Kafka currently can provide exactly once delivery semantics, however to ensure no errors are produced if unique constraints have been implemented on the target tables, the sink can run in UPSERT mode. If the error policy has been set to NOOP then the Sink will discard the error and continue to process, however, it currently makes no attempt to distinguish violation of integrity constraints from other exceptions such as casting issues.
Upsert Mode
The connector supports Kudu upserts which replaces the existing row if a match is found on the primary keys. If records are delivered with the same field or group of fields that are used as the primary key on the target table, but different values, the existing record in the target table will be updated.
Auto Create
If you set AUTOCREATE, the sink will use the schema attached to the topic to create a table in Kudu. The primary keys are set by the PK keyword. The field values will be concatenated and separated by a -. If no fields are set the topic name, partition and message offset are used.

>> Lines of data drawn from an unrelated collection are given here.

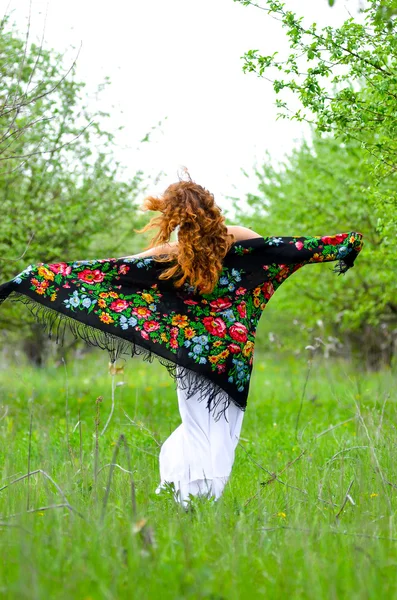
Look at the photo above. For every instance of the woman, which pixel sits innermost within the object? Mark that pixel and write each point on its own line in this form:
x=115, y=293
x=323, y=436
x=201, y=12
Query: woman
x=198, y=456
x=195, y=305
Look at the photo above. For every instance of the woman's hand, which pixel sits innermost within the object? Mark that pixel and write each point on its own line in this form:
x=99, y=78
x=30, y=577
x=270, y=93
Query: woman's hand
x=170, y=247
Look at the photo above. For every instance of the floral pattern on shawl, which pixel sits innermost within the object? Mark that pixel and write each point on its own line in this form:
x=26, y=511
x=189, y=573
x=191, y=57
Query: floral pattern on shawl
x=215, y=330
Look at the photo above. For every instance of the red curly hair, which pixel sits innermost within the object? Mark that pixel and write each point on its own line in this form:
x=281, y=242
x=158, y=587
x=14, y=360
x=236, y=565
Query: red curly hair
x=203, y=240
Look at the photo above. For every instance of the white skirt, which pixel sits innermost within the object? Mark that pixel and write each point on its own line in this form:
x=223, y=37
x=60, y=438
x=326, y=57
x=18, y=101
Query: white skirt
x=198, y=456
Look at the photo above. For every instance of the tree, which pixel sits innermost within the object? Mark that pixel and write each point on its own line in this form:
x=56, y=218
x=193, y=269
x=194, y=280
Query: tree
x=346, y=81
x=61, y=188
x=321, y=189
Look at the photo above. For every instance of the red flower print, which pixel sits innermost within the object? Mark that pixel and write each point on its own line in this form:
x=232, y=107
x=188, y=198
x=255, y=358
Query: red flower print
x=220, y=304
x=216, y=326
x=150, y=325
x=119, y=305
x=234, y=348
x=142, y=312
x=242, y=309
x=267, y=289
x=334, y=239
x=238, y=332
x=123, y=269
x=89, y=276
x=61, y=268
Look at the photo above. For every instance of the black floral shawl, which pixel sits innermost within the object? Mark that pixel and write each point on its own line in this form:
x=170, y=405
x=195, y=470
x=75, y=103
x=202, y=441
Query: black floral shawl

Kudu has a number of partition strategies. The sink only supports the HASH partition strategy, you can control which fields are used to hash and the number of buckets which should be created. This behaviour is controlled via the DISTRIBUTEBY clause.

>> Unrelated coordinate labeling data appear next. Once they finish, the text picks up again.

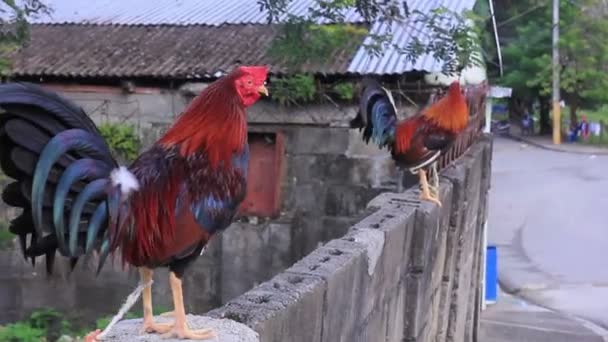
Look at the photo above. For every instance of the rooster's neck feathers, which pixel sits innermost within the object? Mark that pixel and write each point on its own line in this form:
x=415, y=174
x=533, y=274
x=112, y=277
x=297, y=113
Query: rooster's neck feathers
x=451, y=113
x=214, y=123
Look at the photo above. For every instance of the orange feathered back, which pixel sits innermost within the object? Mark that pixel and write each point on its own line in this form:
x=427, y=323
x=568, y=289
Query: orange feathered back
x=451, y=113
x=404, y=133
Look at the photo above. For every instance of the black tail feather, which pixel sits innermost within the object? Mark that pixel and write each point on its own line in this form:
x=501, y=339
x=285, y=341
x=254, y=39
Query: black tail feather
x=32, y=117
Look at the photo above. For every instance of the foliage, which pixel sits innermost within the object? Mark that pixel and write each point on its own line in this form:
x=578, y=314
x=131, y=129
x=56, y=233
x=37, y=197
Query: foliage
x=21, y=332
x=452, y=39
x=454, y=44
x=290, y=90
x=15, y=29
x=583, y=52
x=344, y=90
x=122, y=139
x=43, y=324
x=6, y=237
x=303, y=41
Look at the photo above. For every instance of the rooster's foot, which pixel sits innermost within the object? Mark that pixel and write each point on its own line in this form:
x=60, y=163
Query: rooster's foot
x=186, y=333
x=430, y=199
x=156, y=328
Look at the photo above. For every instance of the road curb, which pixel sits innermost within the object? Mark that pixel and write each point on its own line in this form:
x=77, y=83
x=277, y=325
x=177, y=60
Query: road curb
x=551, y=148
x=526, y=292
x=592, y=326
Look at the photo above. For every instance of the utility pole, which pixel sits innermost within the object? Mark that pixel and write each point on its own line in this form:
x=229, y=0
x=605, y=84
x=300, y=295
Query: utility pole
x=557, y=136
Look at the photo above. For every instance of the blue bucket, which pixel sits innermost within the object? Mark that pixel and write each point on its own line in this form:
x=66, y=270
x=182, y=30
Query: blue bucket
x=491, y=275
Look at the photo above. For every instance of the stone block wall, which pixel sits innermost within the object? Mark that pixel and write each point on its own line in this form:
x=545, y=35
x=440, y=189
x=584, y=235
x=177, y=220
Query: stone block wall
x=409, y=271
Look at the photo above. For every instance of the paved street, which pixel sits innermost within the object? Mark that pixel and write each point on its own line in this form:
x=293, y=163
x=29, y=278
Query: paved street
x=549, y=219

DISTRIBUTE BY id INTO 10 BUCKETS
CREATE EXTERNAL TABLE my_mapping_table
STORED AS KUDU
TBLPROPERTIES (
'kudu.table_name' = 'my_kudu_table'
);
Auto Evolution
The Connector supports auto evolution of tables for each topic. When set the connector will identify new schemas for each topic based on the schema version from the Schema registry. New columns will be identified and an alter table DDL statement issued against Kudu. All new columns are set as nullable
Schema evolution can occur upstream, for example new fields added or change in data type in the schema of the topic.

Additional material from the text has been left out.